Starting to feel like PSVR may be another Sony fad product like the PS eye, Vita and others ... they start out cool, I buy them, then they fail to achieve full potential and Sony drops support.
Moss looks great but not for a 2 hour experience, Bravo Team sounds awful, Rick and Morty looks like another short experience that will be a similar cash grab like the Accounting +. I really want to like PSVR but I’m also feeling the urge to bail while the system still has value.
Are there any AAA titles in the works, because everything seems to be excellent but short or a regular length game that’s mediocre. I wish Bethesda was working on an original Fallout VR experience, but 4 was a disappointment imo and that would be the only full length port I’m aware may be coming later this year.

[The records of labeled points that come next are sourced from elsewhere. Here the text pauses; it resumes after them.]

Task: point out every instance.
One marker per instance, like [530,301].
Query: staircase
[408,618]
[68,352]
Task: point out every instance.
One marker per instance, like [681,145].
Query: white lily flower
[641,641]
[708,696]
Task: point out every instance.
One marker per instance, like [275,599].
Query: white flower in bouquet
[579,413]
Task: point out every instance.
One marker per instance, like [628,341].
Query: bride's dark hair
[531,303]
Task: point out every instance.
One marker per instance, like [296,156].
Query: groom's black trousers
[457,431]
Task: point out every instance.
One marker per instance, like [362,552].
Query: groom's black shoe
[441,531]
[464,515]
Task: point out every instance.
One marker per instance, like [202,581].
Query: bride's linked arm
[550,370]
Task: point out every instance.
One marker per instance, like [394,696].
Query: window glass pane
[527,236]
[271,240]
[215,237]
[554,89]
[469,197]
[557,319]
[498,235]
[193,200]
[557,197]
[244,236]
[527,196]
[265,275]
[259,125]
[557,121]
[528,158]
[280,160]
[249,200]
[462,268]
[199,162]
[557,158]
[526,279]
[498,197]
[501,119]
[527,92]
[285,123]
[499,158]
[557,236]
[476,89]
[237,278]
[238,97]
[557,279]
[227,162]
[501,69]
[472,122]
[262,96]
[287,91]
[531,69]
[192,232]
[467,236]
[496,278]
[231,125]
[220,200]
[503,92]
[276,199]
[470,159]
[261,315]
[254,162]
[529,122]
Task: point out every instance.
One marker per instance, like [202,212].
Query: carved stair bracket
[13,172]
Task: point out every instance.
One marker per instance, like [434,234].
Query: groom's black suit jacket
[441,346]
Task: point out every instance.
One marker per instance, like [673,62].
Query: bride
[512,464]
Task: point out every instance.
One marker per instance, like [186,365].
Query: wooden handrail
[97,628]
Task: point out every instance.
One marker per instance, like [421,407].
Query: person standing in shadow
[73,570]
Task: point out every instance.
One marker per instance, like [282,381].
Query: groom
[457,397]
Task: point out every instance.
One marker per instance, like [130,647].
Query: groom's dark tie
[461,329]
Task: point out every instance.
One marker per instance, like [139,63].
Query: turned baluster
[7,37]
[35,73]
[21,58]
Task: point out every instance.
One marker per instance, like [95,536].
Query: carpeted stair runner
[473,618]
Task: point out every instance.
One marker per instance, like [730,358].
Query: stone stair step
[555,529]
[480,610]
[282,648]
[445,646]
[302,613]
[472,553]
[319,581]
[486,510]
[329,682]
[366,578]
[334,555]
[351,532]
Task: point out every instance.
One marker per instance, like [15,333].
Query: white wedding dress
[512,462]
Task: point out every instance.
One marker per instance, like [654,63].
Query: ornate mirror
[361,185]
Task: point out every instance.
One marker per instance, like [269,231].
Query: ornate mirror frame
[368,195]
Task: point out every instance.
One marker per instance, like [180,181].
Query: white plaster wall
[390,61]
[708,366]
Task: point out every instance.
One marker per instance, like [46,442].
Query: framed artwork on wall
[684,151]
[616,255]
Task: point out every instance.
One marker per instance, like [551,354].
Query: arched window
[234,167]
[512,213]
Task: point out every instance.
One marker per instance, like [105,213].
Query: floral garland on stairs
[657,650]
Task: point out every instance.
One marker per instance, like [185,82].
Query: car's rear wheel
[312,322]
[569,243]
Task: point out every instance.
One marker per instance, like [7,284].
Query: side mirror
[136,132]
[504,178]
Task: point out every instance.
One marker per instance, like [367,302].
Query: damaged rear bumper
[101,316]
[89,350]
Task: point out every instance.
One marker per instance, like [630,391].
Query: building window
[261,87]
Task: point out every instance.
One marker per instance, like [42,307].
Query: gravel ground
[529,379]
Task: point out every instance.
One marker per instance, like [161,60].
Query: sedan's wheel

I don't feel that Sony will drop the PSVR like some kind of fad (after all, "Now You're Playing With Gimmicks" is kind of Nintendo's line of business) but I do feel that, while it does have a lot of great games out there, it also has it's fair share of disappointing ones. But that's natural of every system. Nothing is perfect.
The problem with the PSVR isn't the way Sony is handling it, but the way developers are handling it. Aside from a small handful of big name developers, it's mostly caught the attention of small studios and they're essentially treating it like a niche product with a sole gimmick. Resident Evil 7 was great and I applaud Capcom for taking the chance on PSVR. But for every big name company like Capcom, you've got three or four small indie studios like Nekcom putting out shovelware like Dying Reborn.
The biggest problem with that is that they're not making a great game and then putting you into the world via VR. They're putting you into VR and trying to build a world around you that will capitalize on the VR aspect, thus treating it like a gimmick. Because of that, there's only so far they can take the game before it gets redundant for both the player and developer, so instead you end up with these tiny one-trick pony games that may last an hour or two at most. "That's it? Where's the rest of the game? Why can't it be long?" Because the developer doesn't know what else to do with the gimmick to make the game longer or more intricate.
I'm sure I've said it before, perhaps not on these forums, but the best way to sell a game on VR is to make a game that works great outside of VR, and then add the VR to it. Case in point; most walking sims. Firewatch, for example, was a decent game for what it was. It was about eight hours of just walking from point A to point B, listening to a conversation between two characters. Now, imagine if VR was added to it. The game just got hundreds of times cooler because you've just taken a game that can stand on its own without VR and added the player into the world.
Unfortunately, a lot of the developers who are willing to develop for VR aren't thinking this way. They're thinking "Let's make a game around VR", and what you end up with are short, shallow experiences. Once they have enough brains to make a game and
then use VR to put the player into that world, you'll finally end up with something special. It'll happen, it's just not happening fast enough.